1968 gegründet, zählt Marcogaz heute 30 Mitgliedsorganisationen aus 21 Ländern – darunter der SVGW. Zu den Aufgaben der Gasvereinigung zählen Überwachungs- und Beratungstätigkeiten im Hinblick auf europäische gastechnische Regulierung, Normung und Zertifizierung. Im Vordergrund stehen dabei die Sicherheit von Gassystemen und -anlagen in ihrer Gesamtheit, die rationelle Energienutzung sowie Umwelt- und Gesundheitsfragen.
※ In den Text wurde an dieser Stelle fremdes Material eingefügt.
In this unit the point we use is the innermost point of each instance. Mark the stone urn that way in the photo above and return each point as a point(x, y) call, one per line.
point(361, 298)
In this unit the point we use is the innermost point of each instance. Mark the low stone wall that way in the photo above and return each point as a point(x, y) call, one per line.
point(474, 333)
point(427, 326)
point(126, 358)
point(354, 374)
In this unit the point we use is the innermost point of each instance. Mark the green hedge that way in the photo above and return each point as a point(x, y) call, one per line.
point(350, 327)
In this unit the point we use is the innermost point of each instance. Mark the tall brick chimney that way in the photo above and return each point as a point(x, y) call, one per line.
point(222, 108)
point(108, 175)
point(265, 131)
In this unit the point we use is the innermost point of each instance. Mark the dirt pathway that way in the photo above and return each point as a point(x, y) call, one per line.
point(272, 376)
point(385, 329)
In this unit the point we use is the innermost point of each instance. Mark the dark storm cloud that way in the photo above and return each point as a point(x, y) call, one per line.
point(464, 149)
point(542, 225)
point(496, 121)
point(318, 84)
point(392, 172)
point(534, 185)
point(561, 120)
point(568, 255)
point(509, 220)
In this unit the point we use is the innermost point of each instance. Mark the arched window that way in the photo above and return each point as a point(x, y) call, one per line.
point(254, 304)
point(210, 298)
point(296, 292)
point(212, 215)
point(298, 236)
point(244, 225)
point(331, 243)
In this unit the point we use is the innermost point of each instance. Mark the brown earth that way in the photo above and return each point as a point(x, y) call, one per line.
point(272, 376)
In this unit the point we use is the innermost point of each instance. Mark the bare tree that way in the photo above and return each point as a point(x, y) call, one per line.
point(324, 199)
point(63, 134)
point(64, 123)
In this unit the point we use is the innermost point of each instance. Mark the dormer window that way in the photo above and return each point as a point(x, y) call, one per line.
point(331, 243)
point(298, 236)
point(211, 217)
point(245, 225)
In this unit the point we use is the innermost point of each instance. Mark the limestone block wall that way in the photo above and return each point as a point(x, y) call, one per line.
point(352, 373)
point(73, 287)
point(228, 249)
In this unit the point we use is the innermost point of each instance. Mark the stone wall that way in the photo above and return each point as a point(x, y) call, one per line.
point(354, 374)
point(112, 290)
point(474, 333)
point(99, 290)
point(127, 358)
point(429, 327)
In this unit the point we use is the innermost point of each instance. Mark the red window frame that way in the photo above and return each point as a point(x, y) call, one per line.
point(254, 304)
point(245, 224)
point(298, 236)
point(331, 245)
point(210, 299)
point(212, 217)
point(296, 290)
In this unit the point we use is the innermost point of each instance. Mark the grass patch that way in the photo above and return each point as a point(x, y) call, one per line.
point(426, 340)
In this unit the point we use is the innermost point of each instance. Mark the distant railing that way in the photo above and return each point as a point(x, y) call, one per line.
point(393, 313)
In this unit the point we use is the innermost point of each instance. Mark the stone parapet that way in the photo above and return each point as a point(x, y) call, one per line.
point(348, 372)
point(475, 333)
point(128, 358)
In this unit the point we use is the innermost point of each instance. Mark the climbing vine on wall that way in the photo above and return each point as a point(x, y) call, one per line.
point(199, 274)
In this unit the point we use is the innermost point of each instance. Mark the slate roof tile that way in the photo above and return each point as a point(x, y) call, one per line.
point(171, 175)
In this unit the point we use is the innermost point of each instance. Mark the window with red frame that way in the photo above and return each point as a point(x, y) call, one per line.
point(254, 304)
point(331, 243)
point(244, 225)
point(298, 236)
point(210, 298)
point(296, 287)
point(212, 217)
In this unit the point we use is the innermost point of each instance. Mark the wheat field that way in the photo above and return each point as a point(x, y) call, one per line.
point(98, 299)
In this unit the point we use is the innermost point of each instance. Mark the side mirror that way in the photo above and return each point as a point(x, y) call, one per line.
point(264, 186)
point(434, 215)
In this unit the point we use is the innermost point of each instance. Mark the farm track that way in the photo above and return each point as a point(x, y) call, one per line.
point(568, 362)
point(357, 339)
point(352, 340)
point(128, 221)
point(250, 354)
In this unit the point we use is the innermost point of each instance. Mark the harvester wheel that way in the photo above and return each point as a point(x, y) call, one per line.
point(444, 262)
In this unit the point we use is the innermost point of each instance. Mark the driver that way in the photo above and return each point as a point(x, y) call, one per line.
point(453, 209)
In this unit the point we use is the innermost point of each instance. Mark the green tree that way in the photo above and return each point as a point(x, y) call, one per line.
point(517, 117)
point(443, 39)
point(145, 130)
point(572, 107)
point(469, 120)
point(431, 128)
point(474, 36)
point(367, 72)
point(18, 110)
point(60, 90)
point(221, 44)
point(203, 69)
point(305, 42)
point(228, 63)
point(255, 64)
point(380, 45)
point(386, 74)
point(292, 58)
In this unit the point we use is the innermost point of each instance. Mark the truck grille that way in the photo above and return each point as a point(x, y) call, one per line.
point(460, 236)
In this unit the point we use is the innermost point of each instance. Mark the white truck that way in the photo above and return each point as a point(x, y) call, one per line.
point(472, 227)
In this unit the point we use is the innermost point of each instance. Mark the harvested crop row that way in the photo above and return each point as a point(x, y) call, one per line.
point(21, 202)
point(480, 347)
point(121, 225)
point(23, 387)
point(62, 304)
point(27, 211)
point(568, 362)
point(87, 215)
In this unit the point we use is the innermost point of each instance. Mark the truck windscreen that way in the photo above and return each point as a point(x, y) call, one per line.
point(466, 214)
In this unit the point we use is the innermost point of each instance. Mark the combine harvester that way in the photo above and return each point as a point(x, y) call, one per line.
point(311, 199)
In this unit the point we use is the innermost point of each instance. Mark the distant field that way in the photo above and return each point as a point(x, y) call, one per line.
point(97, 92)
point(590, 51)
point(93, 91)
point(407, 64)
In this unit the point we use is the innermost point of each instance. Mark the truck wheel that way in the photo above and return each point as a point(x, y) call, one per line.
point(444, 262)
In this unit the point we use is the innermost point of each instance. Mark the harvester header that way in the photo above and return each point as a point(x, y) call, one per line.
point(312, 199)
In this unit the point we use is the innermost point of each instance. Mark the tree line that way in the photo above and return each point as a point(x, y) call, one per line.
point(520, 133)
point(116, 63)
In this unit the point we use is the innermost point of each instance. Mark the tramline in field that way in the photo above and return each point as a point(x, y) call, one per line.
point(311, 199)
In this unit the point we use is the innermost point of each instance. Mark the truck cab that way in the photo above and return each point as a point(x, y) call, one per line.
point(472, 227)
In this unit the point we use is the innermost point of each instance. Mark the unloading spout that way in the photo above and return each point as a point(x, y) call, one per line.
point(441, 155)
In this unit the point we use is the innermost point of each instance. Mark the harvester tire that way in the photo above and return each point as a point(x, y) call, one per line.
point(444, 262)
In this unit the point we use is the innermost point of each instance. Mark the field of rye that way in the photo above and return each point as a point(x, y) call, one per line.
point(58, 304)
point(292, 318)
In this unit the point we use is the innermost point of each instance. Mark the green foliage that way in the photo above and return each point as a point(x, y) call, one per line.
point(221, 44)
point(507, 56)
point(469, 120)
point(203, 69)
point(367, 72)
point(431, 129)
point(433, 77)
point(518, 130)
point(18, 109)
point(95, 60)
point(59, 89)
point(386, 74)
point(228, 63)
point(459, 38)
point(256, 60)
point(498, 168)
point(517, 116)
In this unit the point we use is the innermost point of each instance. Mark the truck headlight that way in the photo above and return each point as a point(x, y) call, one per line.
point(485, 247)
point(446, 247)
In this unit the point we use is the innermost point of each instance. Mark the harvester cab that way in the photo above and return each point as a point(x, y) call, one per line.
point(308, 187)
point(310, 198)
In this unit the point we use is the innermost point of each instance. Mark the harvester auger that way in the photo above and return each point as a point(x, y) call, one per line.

Marcogaz bietet umfassende technische Beratung und pflegt die Beziehungen zu ihren Mitgliedern und Industriepartnern. Die Vereinigung wirkt massgeblich bei der Gestaltung des Gasindustriestandards mit und integriert dabei zunehmend erneuerbare und kohlenstoffarme Gase.
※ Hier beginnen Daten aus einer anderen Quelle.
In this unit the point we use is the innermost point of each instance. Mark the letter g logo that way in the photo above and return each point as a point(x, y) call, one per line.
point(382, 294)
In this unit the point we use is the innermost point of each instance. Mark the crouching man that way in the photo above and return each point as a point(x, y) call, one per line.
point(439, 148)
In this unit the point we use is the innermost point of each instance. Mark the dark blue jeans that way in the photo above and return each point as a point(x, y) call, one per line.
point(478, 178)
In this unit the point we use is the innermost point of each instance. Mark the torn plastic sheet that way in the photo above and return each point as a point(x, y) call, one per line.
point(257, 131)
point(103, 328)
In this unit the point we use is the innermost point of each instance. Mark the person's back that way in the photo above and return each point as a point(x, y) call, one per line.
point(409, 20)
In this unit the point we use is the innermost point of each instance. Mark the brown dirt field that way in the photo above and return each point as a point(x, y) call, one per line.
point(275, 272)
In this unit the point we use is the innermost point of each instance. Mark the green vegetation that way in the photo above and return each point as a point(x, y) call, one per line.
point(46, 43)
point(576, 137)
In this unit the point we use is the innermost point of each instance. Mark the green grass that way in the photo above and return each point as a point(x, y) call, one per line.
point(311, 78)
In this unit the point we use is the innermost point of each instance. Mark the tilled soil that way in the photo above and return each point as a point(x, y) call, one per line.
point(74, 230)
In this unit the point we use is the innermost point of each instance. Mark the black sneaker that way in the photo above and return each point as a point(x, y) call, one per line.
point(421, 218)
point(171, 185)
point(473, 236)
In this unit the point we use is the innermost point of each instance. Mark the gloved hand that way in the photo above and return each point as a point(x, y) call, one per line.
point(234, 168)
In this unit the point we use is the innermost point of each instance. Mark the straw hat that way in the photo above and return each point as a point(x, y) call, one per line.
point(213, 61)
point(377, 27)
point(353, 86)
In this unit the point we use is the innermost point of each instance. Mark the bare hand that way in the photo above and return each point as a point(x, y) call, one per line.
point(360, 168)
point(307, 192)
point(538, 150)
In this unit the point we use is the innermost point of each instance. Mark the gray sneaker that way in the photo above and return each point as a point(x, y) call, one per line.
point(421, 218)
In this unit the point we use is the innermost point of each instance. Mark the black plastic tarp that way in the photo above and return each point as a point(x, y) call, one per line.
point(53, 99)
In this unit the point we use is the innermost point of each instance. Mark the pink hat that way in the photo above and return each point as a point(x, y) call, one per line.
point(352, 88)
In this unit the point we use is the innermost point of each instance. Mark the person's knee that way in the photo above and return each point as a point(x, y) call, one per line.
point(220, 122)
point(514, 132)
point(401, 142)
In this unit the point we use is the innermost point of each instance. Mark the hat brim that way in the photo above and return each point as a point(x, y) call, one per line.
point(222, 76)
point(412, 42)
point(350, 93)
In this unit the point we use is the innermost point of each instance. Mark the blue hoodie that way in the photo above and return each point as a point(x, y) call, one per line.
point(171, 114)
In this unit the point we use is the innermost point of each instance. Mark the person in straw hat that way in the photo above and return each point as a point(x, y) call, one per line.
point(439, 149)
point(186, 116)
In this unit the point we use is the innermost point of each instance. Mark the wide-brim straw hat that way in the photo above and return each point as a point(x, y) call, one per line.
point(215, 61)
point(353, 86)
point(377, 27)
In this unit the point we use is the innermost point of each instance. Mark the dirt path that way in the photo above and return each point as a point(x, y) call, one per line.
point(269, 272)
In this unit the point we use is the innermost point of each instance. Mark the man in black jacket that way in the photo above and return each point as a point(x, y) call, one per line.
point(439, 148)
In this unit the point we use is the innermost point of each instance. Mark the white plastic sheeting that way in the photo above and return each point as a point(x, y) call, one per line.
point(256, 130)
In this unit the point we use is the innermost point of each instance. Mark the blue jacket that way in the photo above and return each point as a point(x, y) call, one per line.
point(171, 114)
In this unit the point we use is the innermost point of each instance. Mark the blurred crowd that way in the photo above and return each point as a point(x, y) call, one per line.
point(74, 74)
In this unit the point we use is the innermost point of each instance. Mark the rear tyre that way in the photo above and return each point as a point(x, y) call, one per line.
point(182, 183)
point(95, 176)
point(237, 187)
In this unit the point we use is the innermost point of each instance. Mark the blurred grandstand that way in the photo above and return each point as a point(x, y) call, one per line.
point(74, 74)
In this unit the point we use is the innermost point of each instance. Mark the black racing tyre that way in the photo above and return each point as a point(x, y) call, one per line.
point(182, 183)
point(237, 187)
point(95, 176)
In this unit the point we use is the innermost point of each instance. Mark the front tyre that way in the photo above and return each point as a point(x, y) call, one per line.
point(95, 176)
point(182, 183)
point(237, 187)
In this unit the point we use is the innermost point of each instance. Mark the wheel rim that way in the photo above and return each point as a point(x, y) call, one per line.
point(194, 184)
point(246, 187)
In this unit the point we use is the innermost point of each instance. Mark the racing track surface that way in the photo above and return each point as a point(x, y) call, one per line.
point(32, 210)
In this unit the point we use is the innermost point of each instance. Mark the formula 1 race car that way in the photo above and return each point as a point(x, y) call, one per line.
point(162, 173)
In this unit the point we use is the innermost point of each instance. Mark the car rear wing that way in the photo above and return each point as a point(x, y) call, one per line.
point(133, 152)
Die Aussicht, eine globale Führungsrolle bei der Energiewende zu übernehmen, ist für die Marcogaz-Mitglieder ein starker Treiber. Geprüft werden derzeit europaweit vielversprechende Technologien zur Erzeugung von Wasserstoff (H₂) aus erneuerbarem Strom, von Biomethan und synthetischem Methan sowie technische Machbarkeiten, um Kohlenstoff (CO₂) und H₂ unterirdisch zu speichern. Als Wissensplattform nimmt Marcogaz auf dem europäischen Gasmarkt eine besondere Rolle ein. Ihre Aktivitäten basieren auf dem Austausch relevanter technischer Gasdaten. Damit unterstützt sie die europäische Politik und das nachhaltige Wachstum der Gasindustrie. Mit anderen Worten: Marcogaz liefert ihren Mitgliedern technisches Know-how zu Infrastruktur, Endverbrauch und Nachhaltigkeit von Erdgassystemen sowie zu den sogenannten neuen Gasen wie Wasserstoff, Biomethan und kohlenstoffarme Gase.
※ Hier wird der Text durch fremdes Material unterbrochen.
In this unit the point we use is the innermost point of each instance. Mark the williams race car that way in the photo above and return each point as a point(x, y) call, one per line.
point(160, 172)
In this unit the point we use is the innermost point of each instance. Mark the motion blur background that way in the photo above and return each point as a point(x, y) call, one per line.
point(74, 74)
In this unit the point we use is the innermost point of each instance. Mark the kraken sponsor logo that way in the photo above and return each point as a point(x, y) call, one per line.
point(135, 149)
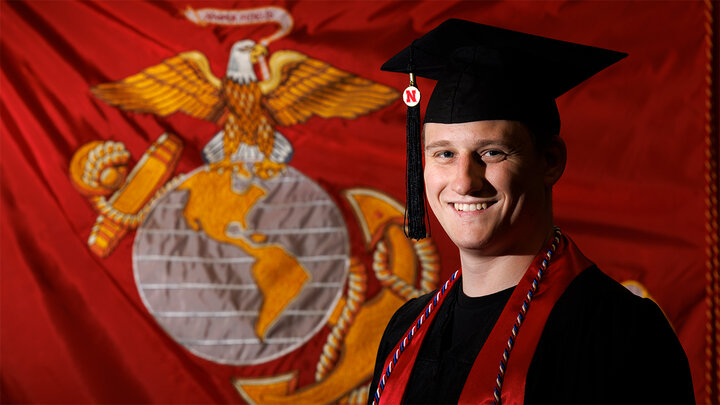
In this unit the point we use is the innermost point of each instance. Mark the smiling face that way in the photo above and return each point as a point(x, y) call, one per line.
point(489, 187)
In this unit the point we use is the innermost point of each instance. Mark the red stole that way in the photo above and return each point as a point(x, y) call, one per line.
point(567, 262)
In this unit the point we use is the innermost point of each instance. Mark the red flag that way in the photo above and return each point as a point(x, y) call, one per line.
point(169, 235)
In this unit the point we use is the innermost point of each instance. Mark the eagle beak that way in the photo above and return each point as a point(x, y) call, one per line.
point(257, 52)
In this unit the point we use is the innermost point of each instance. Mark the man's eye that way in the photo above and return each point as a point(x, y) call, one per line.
point(493, 155)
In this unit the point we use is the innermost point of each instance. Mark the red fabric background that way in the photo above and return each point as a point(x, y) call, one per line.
point(73, 327)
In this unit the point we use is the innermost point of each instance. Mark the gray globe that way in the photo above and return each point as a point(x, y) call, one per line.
point(203, 291)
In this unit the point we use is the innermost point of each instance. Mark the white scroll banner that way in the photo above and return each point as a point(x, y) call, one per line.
point(253, 16)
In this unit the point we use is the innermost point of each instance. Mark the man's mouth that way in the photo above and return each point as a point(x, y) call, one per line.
point(472, 207)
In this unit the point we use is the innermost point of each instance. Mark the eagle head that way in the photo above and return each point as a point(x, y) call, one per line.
point(242, 56)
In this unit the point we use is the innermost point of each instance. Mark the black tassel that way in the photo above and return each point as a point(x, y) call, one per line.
point(415, 211)
point(414, 181)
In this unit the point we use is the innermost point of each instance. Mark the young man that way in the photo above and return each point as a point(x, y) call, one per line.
point(527, 319)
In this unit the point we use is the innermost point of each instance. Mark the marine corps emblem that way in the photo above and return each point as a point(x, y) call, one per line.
point(245, 259)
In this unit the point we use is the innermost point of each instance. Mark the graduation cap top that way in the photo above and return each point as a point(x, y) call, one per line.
point(488, 73)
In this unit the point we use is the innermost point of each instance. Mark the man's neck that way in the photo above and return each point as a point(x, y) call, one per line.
point(488, 274)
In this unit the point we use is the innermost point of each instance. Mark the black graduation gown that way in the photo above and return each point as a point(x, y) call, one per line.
point(601, 344)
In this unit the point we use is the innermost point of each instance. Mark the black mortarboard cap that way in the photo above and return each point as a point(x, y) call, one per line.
point(490, 73)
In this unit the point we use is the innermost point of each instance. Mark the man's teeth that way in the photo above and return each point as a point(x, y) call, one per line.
point(470, 207)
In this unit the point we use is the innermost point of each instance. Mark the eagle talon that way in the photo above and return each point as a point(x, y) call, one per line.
point(238, 168)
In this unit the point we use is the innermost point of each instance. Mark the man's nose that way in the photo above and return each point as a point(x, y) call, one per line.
point(469, 175)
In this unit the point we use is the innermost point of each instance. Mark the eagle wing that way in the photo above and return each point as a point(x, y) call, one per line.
point(300, 87)
point(181, 83)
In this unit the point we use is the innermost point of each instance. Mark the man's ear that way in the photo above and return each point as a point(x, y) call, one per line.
point(555, 155)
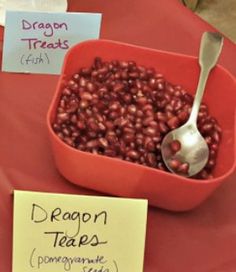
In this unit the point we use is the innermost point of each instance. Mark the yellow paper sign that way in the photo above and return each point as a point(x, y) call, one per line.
point(61, 232)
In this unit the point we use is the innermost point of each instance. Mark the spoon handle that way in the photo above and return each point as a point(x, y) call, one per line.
point(210, 48)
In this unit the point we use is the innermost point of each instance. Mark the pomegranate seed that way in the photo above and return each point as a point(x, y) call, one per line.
point(124, 110)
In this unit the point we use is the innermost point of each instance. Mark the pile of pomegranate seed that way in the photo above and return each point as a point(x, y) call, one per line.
point(123, 110)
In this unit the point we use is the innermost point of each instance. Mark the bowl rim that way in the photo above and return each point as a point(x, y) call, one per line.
point(182, 179)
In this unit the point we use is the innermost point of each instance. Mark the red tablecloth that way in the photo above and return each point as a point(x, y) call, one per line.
point(203, 240)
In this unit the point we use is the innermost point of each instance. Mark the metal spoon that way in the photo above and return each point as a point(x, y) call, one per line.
point(194, 152)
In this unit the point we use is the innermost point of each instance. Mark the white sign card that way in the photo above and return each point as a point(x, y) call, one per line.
point(36, 42)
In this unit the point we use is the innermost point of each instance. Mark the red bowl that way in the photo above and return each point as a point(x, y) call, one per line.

Um die Integration von ebendiesen Gasen in bestehende Energiesysteme zu ermöglichen und damit die Kohlendioxid- und Methanemissionen zu reduzieren, bedarf es technologischer Fortschritte. Entsprechend gross sind die Anstrengungen von Marcogaz, diese zu erzielen. Denn für den Übergang zu einem saubereren Energiesystem ist der Einsatz von erneuerbaren Gasen wie Biomethan, Wasserstoff oder synthetischem Methan entscheidend. Der Paradigmenwechsel betrifft sämtliche Gasnetzbetreiber, was die technische Arbeit von Marcogaz umso dringlicher macht: Sie unterstützt Industrie und Politik dabei, ihre ambitionierten Netto-Null-Ziele zu erreichen.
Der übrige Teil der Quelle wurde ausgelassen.